House Intel Chairman Threatens Legal Action Against FBI, DOJ Over Russia Records
The chairman of the House Permanent Select Committee on Intelligence is threatening legal action against the Department of Justice and FBI for what he says is a failure to comply with a subpoena for documents related to the investigation of the Trump campaign.
In a letter sent Wednesday to FBI Director Christopher Wray and deputy Attorney General Rod Rosenstein, California Rep. Devin Nunes, the Intel Committee chairman, said he is giving the FBI and Justice Department until April 11 to provide the documents.
“Be advised that failure to comply in a satisfactory manner will result in the Committee pursuing all appropriate legal remedies, including seeking civil enforcement of the August 24 subpoenas in federal district court,” he wrote in the letter, which was obtained by The Daily Caller News Foundation. (RELATED: Nunes Presses Current And Former Obama Officials Over Dossier)
One of the documents Nunes seeks is an FBI record known as an Electronic Communication (EC) which laid out the bureau’s rationale for opening the counterintelligence investigation into whether the Trump campaign colluded with Russian operatives. Nunes is also demanding copies of the Foreign Intelligence Surveillance Act (FISA) warrants taken out against former Trump campaign adviser Carter Page.
Nunes and other Republicans have pressed the FBI and DOJ for answers about the decision to open the investigation into the Trump campaign as well as investigators’ reliance on the unverified Steele dossier to obtain FISA warrants to spy on Page.
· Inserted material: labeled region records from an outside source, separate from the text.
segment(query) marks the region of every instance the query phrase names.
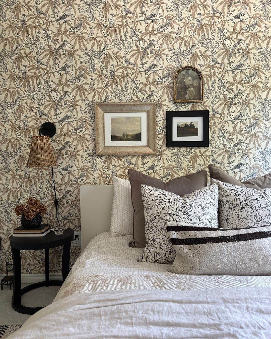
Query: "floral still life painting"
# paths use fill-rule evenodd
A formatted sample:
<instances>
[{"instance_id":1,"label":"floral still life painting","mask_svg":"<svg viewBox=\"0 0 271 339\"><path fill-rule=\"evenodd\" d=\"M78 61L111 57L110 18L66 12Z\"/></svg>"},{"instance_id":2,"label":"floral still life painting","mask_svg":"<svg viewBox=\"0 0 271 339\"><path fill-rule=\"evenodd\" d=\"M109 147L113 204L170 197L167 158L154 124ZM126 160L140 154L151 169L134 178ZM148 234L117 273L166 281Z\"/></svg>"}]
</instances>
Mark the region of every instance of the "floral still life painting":
<instances>
[{"instance_id":1,"label":"floral still life painting","mask_svg":"<svg viewBox=\"0 0 271 339\"><path fill-rule=\"evenodd\" d=\"M202 76L194 67L182 67L174 77L175 102L202 101L203 89Z\"/></svg>"}]
</instances>

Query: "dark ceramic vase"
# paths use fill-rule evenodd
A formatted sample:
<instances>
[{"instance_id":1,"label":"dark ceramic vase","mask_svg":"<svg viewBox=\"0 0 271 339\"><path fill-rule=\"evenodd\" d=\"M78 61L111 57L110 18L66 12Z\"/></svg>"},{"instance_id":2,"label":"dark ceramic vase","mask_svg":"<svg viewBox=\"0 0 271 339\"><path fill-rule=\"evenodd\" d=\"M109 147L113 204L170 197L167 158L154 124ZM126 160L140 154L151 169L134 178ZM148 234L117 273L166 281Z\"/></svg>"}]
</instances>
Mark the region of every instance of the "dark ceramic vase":
<instances>
[{"instance_id":1,"label":"dark ceramic vase","mask_svg":"<svg viewBox=\"0 0 271 339\"><path fill-rule=\"evenodd\" d=\"M37 213L32 220L26 220L24 214L23 214L21 217L21 224L23 227L26 228L37 227L41 223L42 220L42 217L39 213Z\"/></svg>"}]
</instances>

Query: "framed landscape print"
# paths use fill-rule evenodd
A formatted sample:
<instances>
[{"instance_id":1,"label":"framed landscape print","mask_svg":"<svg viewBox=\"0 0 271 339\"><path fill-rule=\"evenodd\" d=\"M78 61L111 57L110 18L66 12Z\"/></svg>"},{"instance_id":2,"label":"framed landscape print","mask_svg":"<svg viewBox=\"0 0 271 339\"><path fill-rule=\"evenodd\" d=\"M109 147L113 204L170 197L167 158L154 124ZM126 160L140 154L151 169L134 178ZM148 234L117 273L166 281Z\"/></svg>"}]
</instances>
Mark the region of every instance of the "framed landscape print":
<instances>
[{"instance_id":1,"label":"framed landscape print","mask_svg":"<svg viewBox=\"0 0 271 339\"><path fill-rule=\"evenodd\" d=\"M209 111L167 111L167 147L209 145Z\"/></svg>"},{"instance_id":2,"label":"framed landscape print","mask_svg":"<svg viewBox=\"0 0 271 339\"><path fill-rule=\"evenodd\" d=\"M174 102L203 101L203 79L201 73L192 66L178 69L174 76Z\"/></svg>"},{"instance_id":3,"label":"framed landscape print","mask_svg":"<svg viewBox=\"0 0 271 339\"><path fill-rule=\"evenodd\" d=\"M154 103L98 103L95 114L97 155L155 154Z\"/></svg>"}]
</instances>

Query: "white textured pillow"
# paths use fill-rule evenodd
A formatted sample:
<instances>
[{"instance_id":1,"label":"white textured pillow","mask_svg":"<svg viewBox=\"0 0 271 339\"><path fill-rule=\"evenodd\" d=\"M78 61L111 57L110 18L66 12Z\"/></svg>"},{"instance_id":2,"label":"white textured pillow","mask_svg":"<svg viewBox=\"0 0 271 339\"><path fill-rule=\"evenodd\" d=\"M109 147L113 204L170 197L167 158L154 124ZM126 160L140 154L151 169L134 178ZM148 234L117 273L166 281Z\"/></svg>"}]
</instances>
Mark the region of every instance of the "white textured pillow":
<instances>
[{"instance_id":1,"label":"white textured pillow","mask_svg":"<svg viewBox=\"0 0 271 339\"><path fill-rule=\"evenodd\" d=\"M271 189L256 190L211 179L218 184L219 227L263 226L271 224Z\"/></svg>"},{"instance_id":2,"label":"white textured pillow","mask_svg":"<svg viewBox=\"0 0 271 339\"><path fill-rule=\"evenodd\" d=\"M114 177L110 234L111 237L133 234L133 207L131 197L131 185L128 180Z\"/></svg>"},{"instance_id":3,"label":"white textured pillow","mask_svg":"<svg viewBox=\"0 0 271 339\"><path fill-rule=\"evenodd\" d=\"M141 186L147 244L138 261L161 263L173 262L176 253L168 237L167 222L218 227L217 184L182 197L146 185Z\"/></svg>"}]
</instances>

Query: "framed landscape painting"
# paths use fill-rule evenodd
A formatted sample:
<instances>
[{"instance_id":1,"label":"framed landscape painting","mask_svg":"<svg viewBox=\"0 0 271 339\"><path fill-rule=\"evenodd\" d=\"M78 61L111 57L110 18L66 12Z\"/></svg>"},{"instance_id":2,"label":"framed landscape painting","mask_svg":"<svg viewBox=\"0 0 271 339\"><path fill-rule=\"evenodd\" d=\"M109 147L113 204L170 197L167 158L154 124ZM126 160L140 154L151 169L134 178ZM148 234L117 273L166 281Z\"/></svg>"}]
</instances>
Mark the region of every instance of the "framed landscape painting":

The counterintelligence probe was reportedly opened on July 31, 2016, based on information about then-Trump campaign aide George Papadopoulos.
The EC would seemingly contain information pertaining to Papadopoulos and his contacts with Russia-linked operatives.
The FBI and DOJ have provided some of the documents sought by the Intelligence Committee, though Nunes says they are heavily redacted.
“On March 14, 2018, Committee investigators were given access to a still heavily redacted version of the EC, which — as I informed Director Wray the next day via phone — was unsatisfactory,” Nunes writes.
He said that the FBI’s congressional liaison told the Intelligence Committee on March 23 that the bureau “would refuse to further unredact the EC based on its supposed sensitivity.” (RELATED: House Intel Expands Dossier Probe)
Nunes insists that the document “is not highly classified, and law enforcement sources have apparently not been shy about leaking to the press information that the Department and Bureau refuse to share with Congress.”